Minister Dr Nkosazana Dlamini Zuma

Remarks by Minister Nkosazana Dlamini Zuma at the 8th Commonwealth Africa Summit

Remarks by Dr Nkosazana Dlamini Zuma

Minister of Cooperative Governance and Traditional Affairs,

8th Commonwealth Africa Summit

Panel 6: Commonwealth Women in Leadership During the Covid 19 Recovery:

Moving from an Effective Response to Building Back Better

16 March 2022

 

Programme Director.

Fellow panelists:

  • Mme Fatimah Mohammed Habib, Chief Executive Director of Advocacy for Human Value Foundation,
  • Mme Funke Felix Adejumo, President for the Funke Felix-Adejumo Foundation,
  • Mme Somachi Chris-Asoluka, Head of Policy, External Relations for the Tony Elumelu Foundation.

Representatives from the Commonwealth of Nations, and beyond.

Invited Guests.

Ladies and gentlemen

Thank you for the opportunity to participate in this panel of women who have contributed in different ways in shaping the development of our continent and in the fight against COVID-19. I am thankful that the panel is intergenerational and regret that I could not be physically present to participate. Thankfully, advances in technology have enabled me to share with you our thoughts and warm regards.

You have asked us to provide a brief commentary on the leadership role played by women during the current COVID-19 pandemic, and how we could use this towards a more effective response to building back better.

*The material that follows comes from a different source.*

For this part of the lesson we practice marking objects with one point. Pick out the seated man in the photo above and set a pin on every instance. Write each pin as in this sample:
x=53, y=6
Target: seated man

Throughout the world and at all levels and sectors, including the home, women have been at the forefront of our fight against Covid19.

Women Heads of State and Government in countries such as Ethiopia, Iceland and New Zealand has been recognised for the rapid and compassionate responses they have spearheaded in the efforts to flatten the curve.

Globally an emerging voice of governors, premiers and mayors has become more audible. The combined effect of this compassionate and decisive leadership of women at all levels of collective governance has kept the global death toll to just above 6 million – far short of the 50 – 100 million who were predicted to die.

Additionally, since in Africa women constitute up to 90% of informal traders and 70% of informal cross-border traders, they have also been at the forefront of the importation of food items and other essentials.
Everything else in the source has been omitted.